Deberá establecerse si el detenido causalmente contribuyó y determinó con su actuar doloso o gravemente culposo la detención, para estimar si debe asumir las consecuencias de su actuación […] para que se adoptara la medida restrictiva de su libertad. FUENTE FORMAL: CONSTITUCIÓN POLÍTICA NOTA DE RELATORÍA: Sobre el régimen de responsabilidad patrimonial del Estado por privación injusta de la libertad, cita: Corte Constitucional, sentencia de unificación 072 del 5 de julio de 2018, M. P. José Fernando Reyes Cuartas.

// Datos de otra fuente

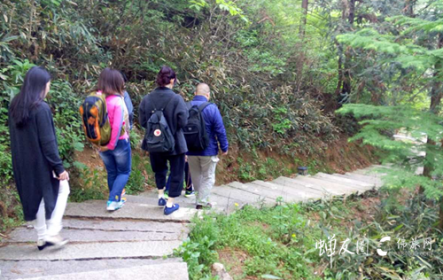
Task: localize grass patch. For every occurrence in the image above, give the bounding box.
[175,190,443,280]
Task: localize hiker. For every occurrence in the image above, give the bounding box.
[9,67,70,250]
[97,68,131,211]
[165,156,195,198]
[139,66,188,215]
[187,83,229,209]
[120,71,134,130]
[123,90,134,130]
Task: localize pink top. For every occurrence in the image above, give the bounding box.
[106,95,129,150]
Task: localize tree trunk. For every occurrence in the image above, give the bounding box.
[420,34,443,230]
[296,0,309,92]
[438,198,443,230]
[299,0,309,38]
[404,0,417,17]
[337,0,357,107]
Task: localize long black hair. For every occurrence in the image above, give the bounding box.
[157,65,177,87]
[10,66,51,126]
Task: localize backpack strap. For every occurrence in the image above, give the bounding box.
[198,102,212,113]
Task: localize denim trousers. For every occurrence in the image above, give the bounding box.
[100,139,131,201]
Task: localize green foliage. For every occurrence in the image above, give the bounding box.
[176,201,318,279]
[339,104,443,199]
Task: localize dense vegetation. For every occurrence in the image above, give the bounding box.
[0,0,443,279]
[180,190,443,280]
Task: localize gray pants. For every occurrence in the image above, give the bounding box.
[188,156,219,205]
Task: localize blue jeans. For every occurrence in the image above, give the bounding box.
[100,139,131,201]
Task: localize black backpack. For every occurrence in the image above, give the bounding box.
[145,98,175,153]
[183,102,211,152]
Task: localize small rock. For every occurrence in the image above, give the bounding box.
[212,263,233,280]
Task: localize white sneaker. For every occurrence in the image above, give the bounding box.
[46,235,69,248]
[106,201,124,211]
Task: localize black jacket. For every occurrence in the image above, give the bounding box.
[9,102,64,221]
[139,87,188,155]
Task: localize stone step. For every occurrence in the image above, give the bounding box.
[250,180,322,202]
[58,218,189,233]
[212,186,274,205]
[65,201,197,222]
[274,177,342,198]
[296,176,366,194]
[83,197,195,208]
[0,240,182,261]
[2,227,188,243]
[295,176,359,195]
[137,191,245,213]
[0,258,182,280]
[228,182,282,201]
[337,173,383,188]
[126,194,195,208]
[348,165,387,178]
[314,172,375,191]
[15,263,189,280]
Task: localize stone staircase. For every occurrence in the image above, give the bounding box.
[0,166,383,280]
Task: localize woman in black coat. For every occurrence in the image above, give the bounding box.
[139,66,188,215]
[9,67,69,250]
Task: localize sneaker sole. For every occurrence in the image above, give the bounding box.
[46,240,69,249]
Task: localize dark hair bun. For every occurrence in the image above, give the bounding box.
[157,66,176,87]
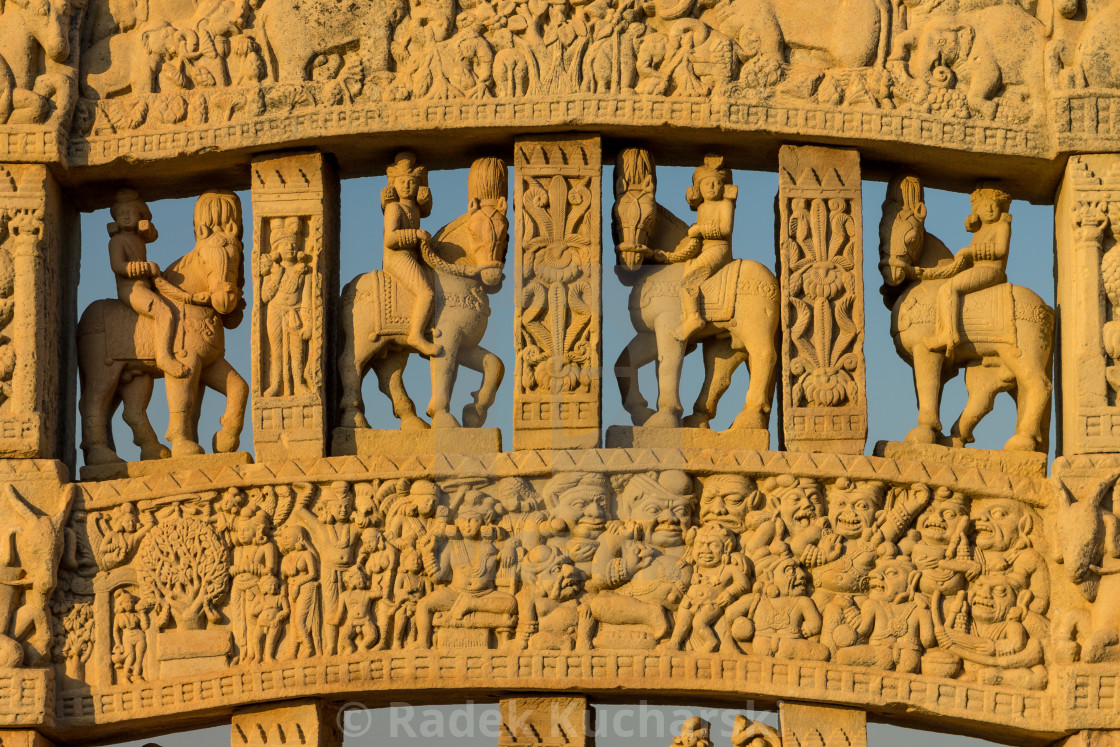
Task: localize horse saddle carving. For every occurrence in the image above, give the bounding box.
[373,270,414,335]
[641,260,743,321]
[898,282,1017,345]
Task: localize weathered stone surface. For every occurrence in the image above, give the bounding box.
[607,426,769,451]
[251,153,339,461]
[497,697,595,747]
[879,177,1055,459]
[230,700,343,747]
[1054,156,1120,456]
[513,136,603,450]
[0,166,78,463]
[776,146,867,454]
[875,441,1046,477]
[778,701,867,747]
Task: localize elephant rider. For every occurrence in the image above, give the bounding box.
[665,156,738,342]
[381,152,444,356]
[914,183,1011,357]
[108,189,188,377]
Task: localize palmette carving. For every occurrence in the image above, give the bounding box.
[777,146,867,451]
[514,136,603,449]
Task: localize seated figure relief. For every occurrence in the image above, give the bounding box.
[879,177,1055,452]
[613,149,778,429]
[70,0,1066,139]
[56,469,1057,689]
[338,152,508,430]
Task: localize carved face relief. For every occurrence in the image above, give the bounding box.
[778,483,820,532]
[549,485,608,538]
[700,476,753,531]
[867,558,915,601]
[969,576,1015,623]
[917,491,968,544]
[773,558,809,597]
[829,485,878,540]
[631,491,692,548]
[972,501,1023,552]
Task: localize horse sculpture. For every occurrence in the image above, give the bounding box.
[879,177,1054,452]
[77,192,249,465]
[0,0,71,124]
[615,149,778,429]
[338,158,510,430]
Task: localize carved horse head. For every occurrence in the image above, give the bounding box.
[879,176,925,286]
[465,158,510,290]
[1054,475,1120,601]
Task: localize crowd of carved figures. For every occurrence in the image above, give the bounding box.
[17,0,1120,134]
[39,470,1079,689]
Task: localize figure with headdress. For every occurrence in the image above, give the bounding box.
[108,189,187,377]
[381,151,444,356]
[662,156,738,342]
[914,183,1011,357]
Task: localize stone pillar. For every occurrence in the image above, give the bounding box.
[0,729,55,747]
[252,152,339,461]
[778,701,867,747]
[1054,155,1120,456]
[777,146,867,454]
[0,164,81,467]
[513,136,603,449]
[497,697,595,747]
[230,700,343,747]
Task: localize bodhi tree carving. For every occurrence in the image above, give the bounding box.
[137,517,230,631]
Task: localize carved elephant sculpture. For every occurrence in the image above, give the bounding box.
[708,0,888,68]
[895,6,1046,119]
[258,0,408,83]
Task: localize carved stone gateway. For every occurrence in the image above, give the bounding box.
[8,0,1120,747]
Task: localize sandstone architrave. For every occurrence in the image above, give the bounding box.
[251,152,339,461]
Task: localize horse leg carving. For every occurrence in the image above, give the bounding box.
[645,320,684,428]
[950,365,1014,447]
[78,358,124,465]
[338,333,370,428]
[906,346,944,443]
[428,342,459,428]
[615,333,657,426]
[206,358,249,454]
[1001,349,1054,451]
[683,336,747,428]
[164,366,204,457]
[120,376,171,459]
[373,349,429,430]
[459,345,505,428]
[731,322,777,429]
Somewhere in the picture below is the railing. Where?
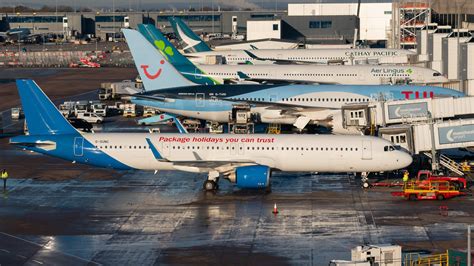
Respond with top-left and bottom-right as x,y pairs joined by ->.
424,152 -> 464,176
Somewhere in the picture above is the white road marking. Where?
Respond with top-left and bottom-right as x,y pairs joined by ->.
0,232 -> 101,265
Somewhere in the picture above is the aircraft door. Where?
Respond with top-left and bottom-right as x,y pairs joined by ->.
74,137 -> 84,156
196,93 -> 206,107
230,143 -> 245,156
237,143 -> 245,155
194,67 -> 202,79
362,140 -> 372,160
270,94 -> 278,103
158,142 -> 171,157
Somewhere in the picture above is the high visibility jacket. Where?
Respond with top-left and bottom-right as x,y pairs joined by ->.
403,174 -> 408,182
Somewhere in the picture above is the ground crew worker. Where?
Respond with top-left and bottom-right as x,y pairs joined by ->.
402,171 -> 410,188
0,169 -> 8,190
461,160 -> 471,172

INTERPRETACIÓN DE LA JURISPRUDENCIA / ANTIJURICIDAD DEL DAÑO / RESPONSABILIDAD DEL ESTADO DERIVADA DE LA PRIVACIÓN INJUSTA DE LA LIBERTAD / ORDEN DE DETENCIÓN / CUMPLIMIENTO DE LOS REQUISITOS LEGALES DE LA PRIVACIÓN DE LA LIBERTAD / TÉRMINO DE LA PRIVACIÓN DE LA LIBERTAD / JUSTIFICACIÓN DE LA PRIVACIÓN DE LA LIBERTAD / PROPORCIONALIDAD DE LA MEDIDA DE ASEGURAMIENTO [S]egún la jurisprudencia de esta Corporación, en cuanto al necesario examen de la antijuridicidad del daño que se discute en el juicio de responsabilidad por una privación injusta de la libertad, se exige constatar si la orden de detención y las condiciones bajo las cuales ésta se llevó a cabo se apegaron a los cánones legales y constitucionales o no, e igualmente si el término de duración de la medida de restricción fue excesivo, así como si la medida era necesaria, razonable y proporcional.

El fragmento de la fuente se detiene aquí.